Ibn is among the most consequential words in the history of human thought, though it is rarely recognized as a given name. In Arabic, "ibn" means simply "son of," functioning as the cornerstone of the nasab — the Arabic patronymic chain that traditionally identified a person through their patrilineal ancestry. Borne before the father's name, it created the linked genealogical chains that threaded through medieval Islamic scholarship, connecting scholar to teacher across generations.
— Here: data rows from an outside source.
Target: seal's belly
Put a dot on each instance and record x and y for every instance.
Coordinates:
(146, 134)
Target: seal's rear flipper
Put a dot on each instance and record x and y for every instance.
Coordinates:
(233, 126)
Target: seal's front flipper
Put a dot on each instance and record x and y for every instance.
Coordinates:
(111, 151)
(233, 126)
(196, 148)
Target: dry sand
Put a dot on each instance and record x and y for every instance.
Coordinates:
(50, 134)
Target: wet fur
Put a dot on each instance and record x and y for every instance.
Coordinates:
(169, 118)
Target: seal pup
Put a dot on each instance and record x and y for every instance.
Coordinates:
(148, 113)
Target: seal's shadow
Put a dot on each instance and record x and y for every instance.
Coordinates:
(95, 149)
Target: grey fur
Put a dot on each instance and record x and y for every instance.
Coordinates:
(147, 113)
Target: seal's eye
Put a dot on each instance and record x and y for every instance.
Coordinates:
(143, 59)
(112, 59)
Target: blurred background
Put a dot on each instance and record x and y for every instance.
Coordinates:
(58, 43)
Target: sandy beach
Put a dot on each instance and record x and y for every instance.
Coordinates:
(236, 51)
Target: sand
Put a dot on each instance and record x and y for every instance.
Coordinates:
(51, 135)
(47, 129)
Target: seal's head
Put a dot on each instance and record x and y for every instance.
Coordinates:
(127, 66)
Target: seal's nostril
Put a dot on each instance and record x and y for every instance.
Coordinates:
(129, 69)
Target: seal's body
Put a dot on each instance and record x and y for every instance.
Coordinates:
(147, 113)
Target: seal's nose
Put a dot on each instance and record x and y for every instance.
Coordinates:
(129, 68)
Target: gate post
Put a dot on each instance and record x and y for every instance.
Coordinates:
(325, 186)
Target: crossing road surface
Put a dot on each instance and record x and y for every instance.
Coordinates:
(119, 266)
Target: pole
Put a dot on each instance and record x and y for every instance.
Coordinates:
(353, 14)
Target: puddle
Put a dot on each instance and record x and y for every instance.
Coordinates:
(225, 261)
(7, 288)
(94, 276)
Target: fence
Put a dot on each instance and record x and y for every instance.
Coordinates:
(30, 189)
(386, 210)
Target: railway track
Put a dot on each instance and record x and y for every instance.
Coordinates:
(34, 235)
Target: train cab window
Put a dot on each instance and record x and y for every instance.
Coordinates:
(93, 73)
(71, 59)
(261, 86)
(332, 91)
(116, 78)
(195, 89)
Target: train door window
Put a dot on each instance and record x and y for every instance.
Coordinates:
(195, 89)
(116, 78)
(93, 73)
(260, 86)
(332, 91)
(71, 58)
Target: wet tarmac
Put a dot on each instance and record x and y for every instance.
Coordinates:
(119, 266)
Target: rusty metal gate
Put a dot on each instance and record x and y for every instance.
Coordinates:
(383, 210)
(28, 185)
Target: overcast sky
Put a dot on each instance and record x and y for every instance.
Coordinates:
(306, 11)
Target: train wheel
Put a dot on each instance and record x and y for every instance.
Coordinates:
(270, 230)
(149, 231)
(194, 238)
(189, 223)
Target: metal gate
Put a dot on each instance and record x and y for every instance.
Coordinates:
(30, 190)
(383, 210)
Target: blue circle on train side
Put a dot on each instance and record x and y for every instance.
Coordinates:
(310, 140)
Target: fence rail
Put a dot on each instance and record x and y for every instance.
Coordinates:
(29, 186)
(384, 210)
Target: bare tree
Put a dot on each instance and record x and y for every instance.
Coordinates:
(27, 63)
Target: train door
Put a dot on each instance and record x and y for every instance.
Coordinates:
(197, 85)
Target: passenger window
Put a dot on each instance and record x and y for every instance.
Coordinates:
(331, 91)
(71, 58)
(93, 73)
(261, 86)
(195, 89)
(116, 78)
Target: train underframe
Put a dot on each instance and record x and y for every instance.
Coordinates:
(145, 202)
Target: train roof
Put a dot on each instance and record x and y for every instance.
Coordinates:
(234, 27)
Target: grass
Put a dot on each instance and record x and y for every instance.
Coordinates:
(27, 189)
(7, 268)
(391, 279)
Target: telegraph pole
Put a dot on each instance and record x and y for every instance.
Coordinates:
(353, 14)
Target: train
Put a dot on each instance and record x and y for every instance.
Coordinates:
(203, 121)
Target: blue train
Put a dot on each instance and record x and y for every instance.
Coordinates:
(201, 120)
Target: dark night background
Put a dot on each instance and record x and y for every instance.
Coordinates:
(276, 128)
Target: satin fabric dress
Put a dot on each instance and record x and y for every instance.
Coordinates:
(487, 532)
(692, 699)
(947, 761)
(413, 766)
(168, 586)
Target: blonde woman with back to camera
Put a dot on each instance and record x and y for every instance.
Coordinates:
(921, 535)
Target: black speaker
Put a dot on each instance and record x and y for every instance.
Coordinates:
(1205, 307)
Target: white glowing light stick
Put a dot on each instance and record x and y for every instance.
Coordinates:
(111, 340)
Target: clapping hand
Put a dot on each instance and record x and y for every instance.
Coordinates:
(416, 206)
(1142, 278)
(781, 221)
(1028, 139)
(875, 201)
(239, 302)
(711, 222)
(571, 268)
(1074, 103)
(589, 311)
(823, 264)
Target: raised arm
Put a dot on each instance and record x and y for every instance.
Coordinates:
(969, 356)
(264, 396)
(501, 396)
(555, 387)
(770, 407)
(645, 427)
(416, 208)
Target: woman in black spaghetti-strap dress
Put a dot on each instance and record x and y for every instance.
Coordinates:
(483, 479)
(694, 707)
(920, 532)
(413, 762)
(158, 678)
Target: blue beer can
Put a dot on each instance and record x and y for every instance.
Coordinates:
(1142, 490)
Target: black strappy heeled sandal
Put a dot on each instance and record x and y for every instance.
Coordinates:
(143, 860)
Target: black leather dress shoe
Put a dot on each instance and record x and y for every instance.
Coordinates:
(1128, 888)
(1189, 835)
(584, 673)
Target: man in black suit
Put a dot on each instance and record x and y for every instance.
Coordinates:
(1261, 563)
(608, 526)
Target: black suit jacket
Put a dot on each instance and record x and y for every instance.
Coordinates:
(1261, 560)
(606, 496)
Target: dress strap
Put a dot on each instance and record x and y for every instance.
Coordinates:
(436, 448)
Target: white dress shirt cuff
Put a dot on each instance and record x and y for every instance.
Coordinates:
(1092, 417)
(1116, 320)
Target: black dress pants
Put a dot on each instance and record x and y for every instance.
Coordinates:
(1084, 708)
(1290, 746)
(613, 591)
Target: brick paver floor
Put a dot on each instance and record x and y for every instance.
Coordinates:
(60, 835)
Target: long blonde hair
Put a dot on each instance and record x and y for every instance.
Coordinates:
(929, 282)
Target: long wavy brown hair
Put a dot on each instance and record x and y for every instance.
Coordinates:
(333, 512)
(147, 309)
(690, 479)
Yet in its compact syllable lives an entire philosophy of identity: you are known through your origins, your lineage, your intellectual and familial descent. The scholars who carried Ibn before their names constitute a roll call of civilization-shaping minds. Ibn Sina — known in the Latin West as Avicenna — wrote the Canon of Medicine, which served as the standard medical textbook in European universities for six centuries.
Ibn Rushd, Latinized as Averroes, wrote commentaries on Aristotle so authoritative that Aristotle himself became known in medieval Europe simply as "the Philosopher" and Averroes as "the Commentator." Ibn Battuta traveled further than any individual in the premodern world, producing a geographical account that rivals Marco Polo's. Ibn Khaldun essentially invented sociology and the philosophy of history.
As a standalone given name, Ibn is unusual and carries tremendous intentionality. To name a child Ibn is to invoke this entire tradition of Islamic scholarship, intellectual lineage, and the deep Arabic conviction that a person's worth is woven into their connections — to their forebears, their teachers, their community of knowledge.